3.10.6 None of the other documents (e.g. document D16 or D9 relied on in the opposition proceedings) teaches replacing the amino acids at observed SHHs only with the variants observed during in vivo affinity maturation against the same target antigen.

3.10.7 In the board's view, on the basis of the teaching of document D10/D2 alone or in combination with the teaching of document D3 or D22, a skilled person would not have arrived at the claimed subject-matter in an obvious way.

3.11 Document D23 in combination with document D22

3.11.1 The appellant further argued that combining the teachings of document D23 with the skilled person's common general knowledge as represented by document D22 would render the subject-matter of claim 1 obvious.

3.11.2 The book chapter D22 is summarised in point 3.10.5 above.

3.11.3 On the basis of the teaching in document D23, the skilled person would not consider using an immune library from xenomice as suggested in document D22, since document D23 emphasises creating an unfocused library in order to have as many variations as possible for screening towards a specific target antigen (see paragraph [0025], [0346], [0555], [0560], [0636] or [0650]).

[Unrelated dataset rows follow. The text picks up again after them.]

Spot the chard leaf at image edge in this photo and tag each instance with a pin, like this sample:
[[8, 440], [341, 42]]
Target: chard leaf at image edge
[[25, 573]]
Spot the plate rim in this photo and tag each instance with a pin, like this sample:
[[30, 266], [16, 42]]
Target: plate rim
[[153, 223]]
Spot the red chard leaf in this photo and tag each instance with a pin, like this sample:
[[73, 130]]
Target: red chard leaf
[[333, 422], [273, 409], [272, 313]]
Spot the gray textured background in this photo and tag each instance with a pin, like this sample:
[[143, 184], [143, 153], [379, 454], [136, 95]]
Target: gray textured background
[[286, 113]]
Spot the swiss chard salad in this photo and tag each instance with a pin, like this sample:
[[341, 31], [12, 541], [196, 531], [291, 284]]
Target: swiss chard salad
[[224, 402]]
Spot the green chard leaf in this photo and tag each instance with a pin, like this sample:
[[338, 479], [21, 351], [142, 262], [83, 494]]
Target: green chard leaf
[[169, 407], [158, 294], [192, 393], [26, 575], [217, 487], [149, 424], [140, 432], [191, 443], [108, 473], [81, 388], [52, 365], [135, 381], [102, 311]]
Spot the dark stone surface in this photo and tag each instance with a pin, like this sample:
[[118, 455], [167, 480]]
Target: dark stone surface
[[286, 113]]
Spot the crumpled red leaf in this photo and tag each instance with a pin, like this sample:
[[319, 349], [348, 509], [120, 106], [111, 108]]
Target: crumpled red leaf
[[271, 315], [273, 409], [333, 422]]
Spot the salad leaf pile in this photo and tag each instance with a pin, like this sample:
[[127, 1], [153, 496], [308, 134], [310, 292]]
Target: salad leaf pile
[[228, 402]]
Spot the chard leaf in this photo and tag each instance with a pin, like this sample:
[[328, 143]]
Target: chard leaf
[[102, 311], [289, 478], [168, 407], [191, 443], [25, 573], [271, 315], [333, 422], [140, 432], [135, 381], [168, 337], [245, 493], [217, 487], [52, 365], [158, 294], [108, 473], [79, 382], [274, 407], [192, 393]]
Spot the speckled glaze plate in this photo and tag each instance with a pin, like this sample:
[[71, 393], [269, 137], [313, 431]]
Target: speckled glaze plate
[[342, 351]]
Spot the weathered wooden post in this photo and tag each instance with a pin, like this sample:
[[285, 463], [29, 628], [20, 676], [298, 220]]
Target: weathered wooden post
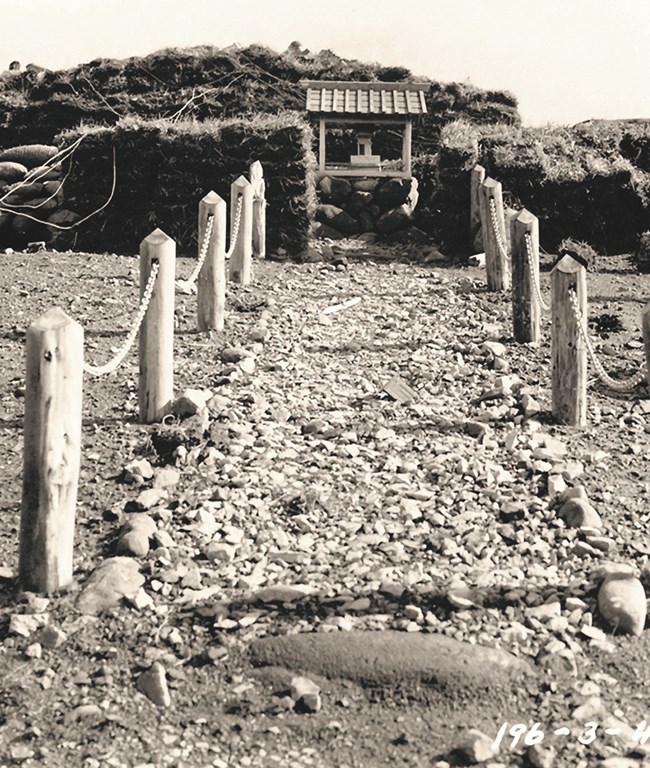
[[156, 385], [52, 451], [509, 214], [526, 311], [477, 176], [497, 265], [259, 210], [645, 323], [240, 260], [568, 350], [211, 282]]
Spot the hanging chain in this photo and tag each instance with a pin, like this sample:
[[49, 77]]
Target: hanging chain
[[204, 249], [235, 226], [113, 364], [617, 384], [534, 276], [497, 231]]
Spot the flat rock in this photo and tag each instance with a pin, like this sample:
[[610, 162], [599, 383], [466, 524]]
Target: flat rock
[[622, 603], [390, 657], [578, 513], [153, 683], [114, 579]]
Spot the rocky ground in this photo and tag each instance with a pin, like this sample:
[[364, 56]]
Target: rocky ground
[[375, 455]]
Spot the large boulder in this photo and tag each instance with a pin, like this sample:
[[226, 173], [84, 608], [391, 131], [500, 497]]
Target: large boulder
[[29, 155], [334, 189], [366, 185], [336, 217], [10, 171], [357, 201], [392, 193], [394, 219]]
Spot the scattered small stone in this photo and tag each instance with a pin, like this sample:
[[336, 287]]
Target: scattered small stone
[[153, 683], [578, 513], [25, 624], [476, 747], [305, 691], [166, 477], [622, 603], [541, 757], [34, 651], [114, 579], [137, 471], [190, 402], [234, 354], [150, 498], [51, 637]]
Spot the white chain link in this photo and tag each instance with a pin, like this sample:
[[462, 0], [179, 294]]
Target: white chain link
[[235, 227], [617, 384], [113, 364], [534, 276], [497, 231], [204, 249]]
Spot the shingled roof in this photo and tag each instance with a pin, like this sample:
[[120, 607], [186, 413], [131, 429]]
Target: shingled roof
[[365, 98]]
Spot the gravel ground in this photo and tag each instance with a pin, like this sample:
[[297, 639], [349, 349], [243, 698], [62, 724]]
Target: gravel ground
[[308, 497]]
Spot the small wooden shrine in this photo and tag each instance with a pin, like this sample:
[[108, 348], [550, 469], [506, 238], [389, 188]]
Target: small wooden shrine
[[365, 109]]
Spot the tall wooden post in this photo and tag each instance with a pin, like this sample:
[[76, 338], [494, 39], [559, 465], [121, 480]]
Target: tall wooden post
[[525, 306], [211, 283], [156, 384], [568, 351], [497, 265], [52, 451], [477, 176], [645, 324], [259, 210], [240, 260]]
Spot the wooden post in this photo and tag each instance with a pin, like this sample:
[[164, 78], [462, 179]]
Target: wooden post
[[156, 385], [497, 264], [407, 141], [211, 283], [645, 324], [477, 176], [509, 214], [240, 260], [322, 144], [525, 306], [259, 210], [52, 451], [568, 351]]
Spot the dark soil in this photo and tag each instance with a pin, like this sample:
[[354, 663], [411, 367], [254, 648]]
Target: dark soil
[[78, 705]]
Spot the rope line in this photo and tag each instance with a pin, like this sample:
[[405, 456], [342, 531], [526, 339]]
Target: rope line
[[497, 231], [114, 364], [620, 385], [534, 275], [235, 226], [207, 236], [204, 249]]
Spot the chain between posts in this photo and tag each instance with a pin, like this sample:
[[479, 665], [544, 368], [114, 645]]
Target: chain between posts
[[204, 249], [616, 384], [114, 364], [235, 225], [534, 278], [497, 231]]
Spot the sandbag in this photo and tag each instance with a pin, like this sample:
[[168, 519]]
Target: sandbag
[[24, 192], [63, 217], [45, 173], [10, 171], [30, 155]]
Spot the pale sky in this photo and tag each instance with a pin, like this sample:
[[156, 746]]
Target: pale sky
[[565, 60]]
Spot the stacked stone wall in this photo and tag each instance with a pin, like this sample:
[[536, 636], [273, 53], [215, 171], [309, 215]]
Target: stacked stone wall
[[352, 206]]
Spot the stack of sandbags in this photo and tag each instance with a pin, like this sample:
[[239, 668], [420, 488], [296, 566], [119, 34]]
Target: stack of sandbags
[[30, 183]]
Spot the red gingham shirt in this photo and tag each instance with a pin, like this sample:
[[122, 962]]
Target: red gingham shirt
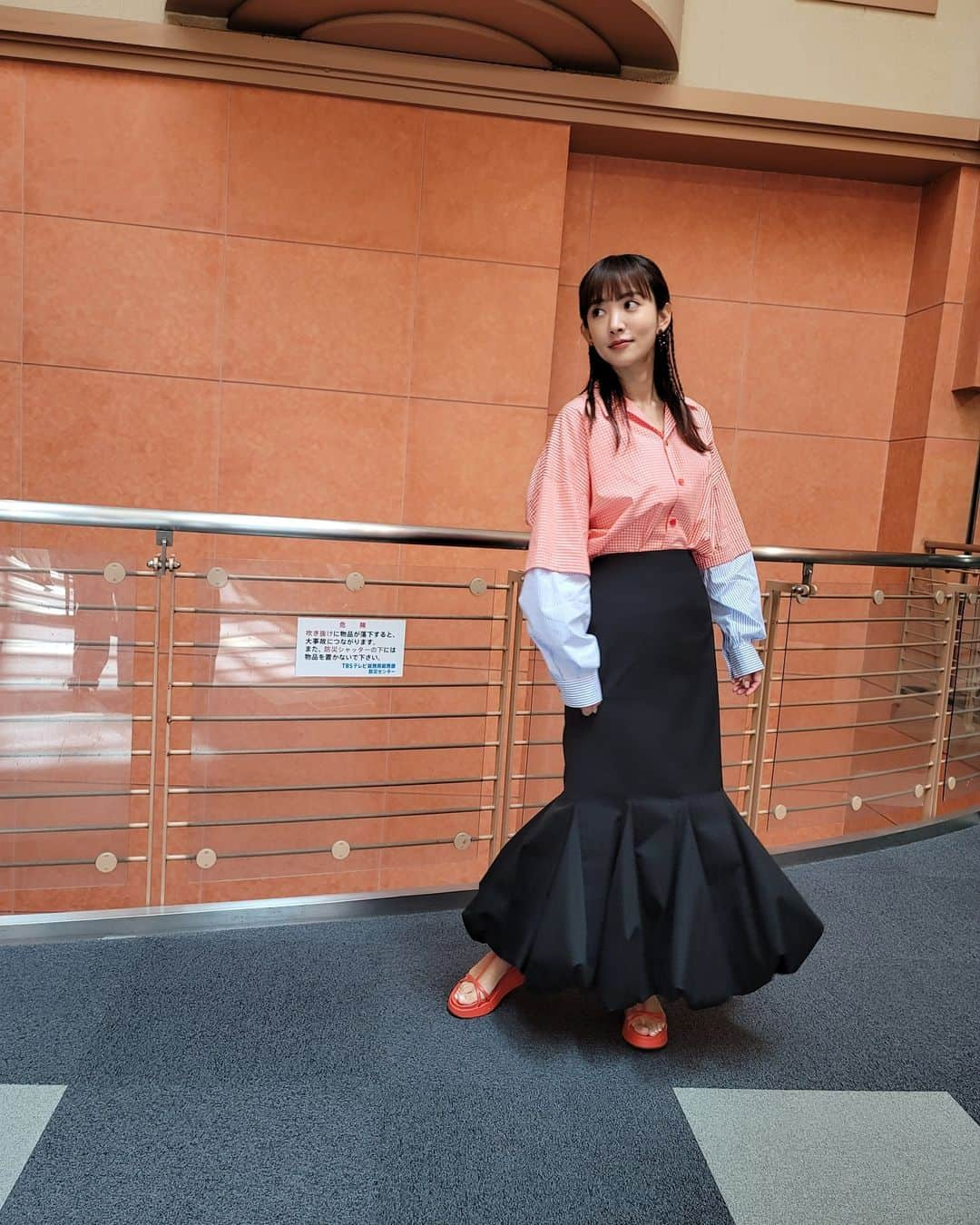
[[585, 499]]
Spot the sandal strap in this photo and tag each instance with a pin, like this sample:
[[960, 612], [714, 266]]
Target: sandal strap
[[483, 995]]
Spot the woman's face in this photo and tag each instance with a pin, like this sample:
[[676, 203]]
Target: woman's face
[[623, 329]]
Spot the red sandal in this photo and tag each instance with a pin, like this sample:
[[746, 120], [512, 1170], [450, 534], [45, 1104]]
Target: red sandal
[[643, 1042], [485, 1000]]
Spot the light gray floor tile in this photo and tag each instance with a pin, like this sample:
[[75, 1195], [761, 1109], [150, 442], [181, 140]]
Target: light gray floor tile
[[836, 1158], [24, 1110]]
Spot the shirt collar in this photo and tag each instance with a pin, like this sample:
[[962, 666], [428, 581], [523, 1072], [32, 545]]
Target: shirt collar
[[669, 424]]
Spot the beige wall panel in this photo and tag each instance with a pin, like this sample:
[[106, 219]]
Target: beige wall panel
[[836, 53]]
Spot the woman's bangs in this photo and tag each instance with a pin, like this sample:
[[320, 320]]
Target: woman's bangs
[[615, 283]]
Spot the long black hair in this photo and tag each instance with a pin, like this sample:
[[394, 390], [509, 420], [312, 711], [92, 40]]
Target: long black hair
[[612, 277]]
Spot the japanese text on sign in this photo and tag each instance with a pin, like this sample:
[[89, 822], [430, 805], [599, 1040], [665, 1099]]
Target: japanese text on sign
[[349, 647]]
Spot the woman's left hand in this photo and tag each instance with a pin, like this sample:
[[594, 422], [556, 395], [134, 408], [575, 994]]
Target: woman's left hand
[[746, 685]]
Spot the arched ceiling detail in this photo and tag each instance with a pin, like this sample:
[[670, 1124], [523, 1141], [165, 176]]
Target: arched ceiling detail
[[585, 35]]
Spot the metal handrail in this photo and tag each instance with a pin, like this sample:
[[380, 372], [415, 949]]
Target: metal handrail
[[93, 516]]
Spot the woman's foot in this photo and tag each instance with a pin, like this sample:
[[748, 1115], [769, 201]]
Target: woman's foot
[[647, 1024], [489, 970]]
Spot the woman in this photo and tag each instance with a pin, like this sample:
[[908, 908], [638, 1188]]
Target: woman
[[640, 879]]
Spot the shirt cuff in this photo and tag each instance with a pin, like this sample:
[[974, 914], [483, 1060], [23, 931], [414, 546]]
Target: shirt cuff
[[742, 658], [585, 691]]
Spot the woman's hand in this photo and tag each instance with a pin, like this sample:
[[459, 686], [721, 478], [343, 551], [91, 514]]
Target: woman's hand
[[746, 685]]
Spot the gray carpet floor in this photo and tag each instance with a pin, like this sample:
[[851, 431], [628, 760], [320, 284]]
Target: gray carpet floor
[[311, 1074]]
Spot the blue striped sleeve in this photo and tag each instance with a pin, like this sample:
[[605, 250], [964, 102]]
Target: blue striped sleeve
[[557, 608], [737, 608]]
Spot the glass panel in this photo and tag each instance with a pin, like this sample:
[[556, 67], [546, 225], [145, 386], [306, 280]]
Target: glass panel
[[76, 685], [293, 784], [857, 710]]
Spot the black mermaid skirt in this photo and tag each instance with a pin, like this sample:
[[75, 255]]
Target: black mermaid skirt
[[641, 878]]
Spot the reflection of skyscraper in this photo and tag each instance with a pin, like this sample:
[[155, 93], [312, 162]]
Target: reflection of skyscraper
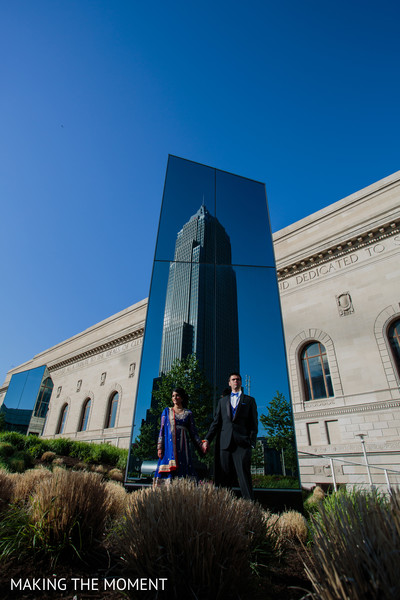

3.11.4 There is no teaching in either document D23 or document D22 that the lead and variant immunoglobulins in the library have to be derived from the same germline by somatic hypermutation, or that the positions to be modified are selected on the basis of SHHs observed in vivo, or that the modification at the identified SHHs is limited to the variant amino acids observed in the pool of compared immunoglobulin sequences.

No document on file suggests modifying the methods described in document D23 so as to arrive at the method claimed according to claim 1. None of these documents discloses steps d) and e) of claim 1 of auxiliary request 1 on file.

3.12 The board concludes that the claimed subject-matter is not obvious from one of the two alternative closest prior-art documents D10/D2 and D23, either alone or together with any combination document discussed above. Thus, the claimed subject-matter involves an inventive step within the meaning of Article 56 EPC.

In view of this, it is not necessary to consider inventive step starting from an objective technical problem of providing an improved method.

Order

For these reasons it is decided that:

- The decision under appeal is set aside.

- The case is remitted to the opposition division with the order to maintain the patent according to the claims of auxiliary request 1 filed with the statement of grounds and description and drawings possibly to be adapted thereto.